Эта благородная нежность кажется еще более трогательной в контрасте с окружающими обстоятельствами. Эсмонд отправляется на войну, служит политической партии, живет среди опасностей и суеты, судя о революциях и политике с высоты своего положения; он становится человеком опыта, хорошо осведомленным, ученым, дальновидным, способным на великие предприятия, обладающим благоразумием и мужеством, терзаемым собственными мыслями и горестями, всегда печальным и всегда сильным. В конце концов он сопровождает в Англию Претендента, сводного брата королевы Анны, и держит его переодетым в Каслвуде, ожидая момента, когда королева, умирая и склонившись к партии тори, объявит его своим наследником. Этот молодой принц, истинный Стюарт, ухаживает за дочерью лорда Каслвуда Беатрикс, которую любит Эсмонд, и выбирается по ночам, чтобы встретиться с ней. Эсмонд, который ждет его, видит, что корона потеряна, а его дом обесчещен.

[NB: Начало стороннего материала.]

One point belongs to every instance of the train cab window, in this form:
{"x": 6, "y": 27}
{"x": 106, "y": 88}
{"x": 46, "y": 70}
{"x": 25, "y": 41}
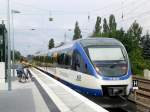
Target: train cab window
{"x": 78, "y": 63}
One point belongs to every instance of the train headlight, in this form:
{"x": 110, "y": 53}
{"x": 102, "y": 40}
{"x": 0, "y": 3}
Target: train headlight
{"x": 97, "y": 69}
{"x": 124, "y": 69}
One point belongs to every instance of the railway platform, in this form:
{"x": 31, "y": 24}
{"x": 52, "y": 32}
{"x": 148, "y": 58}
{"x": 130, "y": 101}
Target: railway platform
{"x": 44, "y": 94}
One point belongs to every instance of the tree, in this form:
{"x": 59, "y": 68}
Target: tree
{"x": 135, "y": 32}
{"x": 77, "y": 32}
{"x": 97, "y": 30}
{"x": 105, "y": 28}
{"x": 51, "y": 43}
{"x": 17, "y": 55}
{"x": 146, "y": 46}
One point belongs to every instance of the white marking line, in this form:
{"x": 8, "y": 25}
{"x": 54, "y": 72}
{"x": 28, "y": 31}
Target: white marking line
{"x": 56, "y": 100}
{"x": 91, "y": 104}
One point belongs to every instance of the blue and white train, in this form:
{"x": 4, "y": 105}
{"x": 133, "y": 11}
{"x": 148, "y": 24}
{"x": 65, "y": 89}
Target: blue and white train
{"x": 94, "y": 66}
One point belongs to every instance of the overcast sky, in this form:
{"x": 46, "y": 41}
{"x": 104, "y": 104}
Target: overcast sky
{"x": 35, "y": 13}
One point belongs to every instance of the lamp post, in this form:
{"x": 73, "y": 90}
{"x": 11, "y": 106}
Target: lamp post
{"x": 9, "y": 46}
{"x": 65, "y": 35}
{"x": 13, "y": 52}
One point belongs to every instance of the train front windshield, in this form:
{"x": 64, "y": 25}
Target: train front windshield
{"x": 108, "y": 61}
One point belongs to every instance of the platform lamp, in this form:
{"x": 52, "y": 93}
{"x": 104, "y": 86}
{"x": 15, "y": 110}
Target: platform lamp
{"x": 13, "y": 50}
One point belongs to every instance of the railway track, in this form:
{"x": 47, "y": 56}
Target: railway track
{"x": 141, "y": 96}
{"x": 117, "y": 104}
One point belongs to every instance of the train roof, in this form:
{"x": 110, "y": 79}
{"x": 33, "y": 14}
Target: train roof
{"x": 88, "y": 42}
{"x": 99, "y": 41}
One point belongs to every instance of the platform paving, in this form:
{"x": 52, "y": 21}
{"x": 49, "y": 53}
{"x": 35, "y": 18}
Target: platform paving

Его оскорбленная честь и поруганная любовь прорываются в гордой и ужасной ярости. Бледный, со сжатыми зубами, с мозгом, охваченным огнем четырех бессонных ночей тревоги, он сохраняет ясность ума и спокойствие голоса; он объясняет принцу с безупречным этикетом и с уважительной холодностью официального посланника глупость, которую совершил принц, и подлость, которую он замышлял. Эту сцену нужно прочитать, чтобы увидеть, сколько превосходства и страсти подразумевают это спокойствие и горечь:

«Что вы имеете в виду, милорд?» — говорит принц и бормочет что-то о засаде (guet-à-pens), что Эсмонд подхватывает.

«Ловушка, сэр, — сказал он, — была расставлена не нами; не мы вас приглашали. Мы пришли отомстить, а не совершить бесчестие нашей семьи».

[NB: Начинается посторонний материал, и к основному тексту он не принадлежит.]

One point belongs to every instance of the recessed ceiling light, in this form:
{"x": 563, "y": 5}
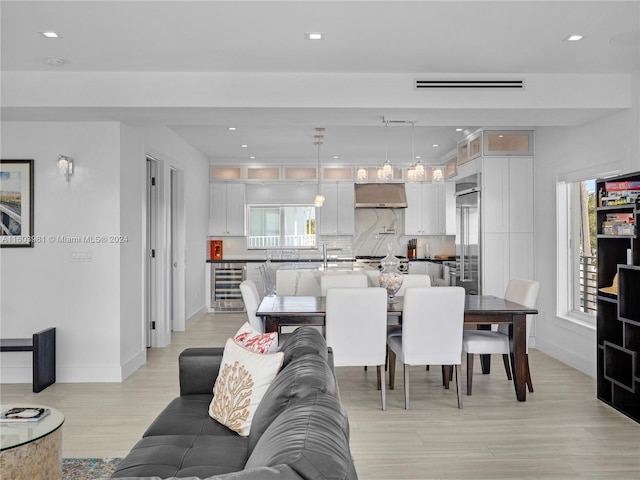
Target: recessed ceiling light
{"x": 314, "y": 36}
{"x": 54, "y": 61}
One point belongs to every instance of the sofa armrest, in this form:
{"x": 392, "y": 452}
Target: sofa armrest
{"x": 279, "y": 472}
{"x": 199, "y": 369}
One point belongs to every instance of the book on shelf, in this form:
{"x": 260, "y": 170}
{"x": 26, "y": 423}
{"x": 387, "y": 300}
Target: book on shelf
{"x": 24, "y": 414}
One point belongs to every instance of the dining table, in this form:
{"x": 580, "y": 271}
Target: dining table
{"x": 480, "y": 311}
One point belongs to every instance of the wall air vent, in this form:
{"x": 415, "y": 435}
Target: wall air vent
{"x": 491, "y": 84}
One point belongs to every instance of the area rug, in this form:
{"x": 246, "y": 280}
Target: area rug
{"x": 88, "y": 468}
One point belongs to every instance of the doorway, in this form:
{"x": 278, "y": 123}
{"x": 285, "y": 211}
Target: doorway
{"x": 177, "y": 280}
{"x": 151, "y": 266}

«Бесчестие! Черт возьми! Никакого бесчестия не было, — говорит принц, краснея, — только немного безобидной игры».

«Это должно было закончиться серьезно».

«Клянусь, — порывисто воскликнул принц, — честью джентльмена, милорды...»

«Что мы прибыли вовремя. Никакого зла не было причинено, Фрэнк, — говорит полковник Эсмонд, поворачиваясь к молодому Каслвуду, который стоял у двери, пока шел разговор. — Смотри! Вот бумага, на которой его Величество соизволил начать несколько стихов в честь или бесчестие Беатрикс. Здесь "Madame" и "Flamme, Cruelle" и "Rebelle", и "Amour" и "Jour" в королевском написании и орфографии. Если бы милостивый любовник был счастлив, он не проводил бы время в воздыханиях». На самом деле, и как раз в тот момент, когда он говорил, Эсмонд опустил глаза на стол и увидел бумагу, на которой мой юный принц нацарапал мадригал, который должен был окончательно покорить его прелестницу на завтрашний день.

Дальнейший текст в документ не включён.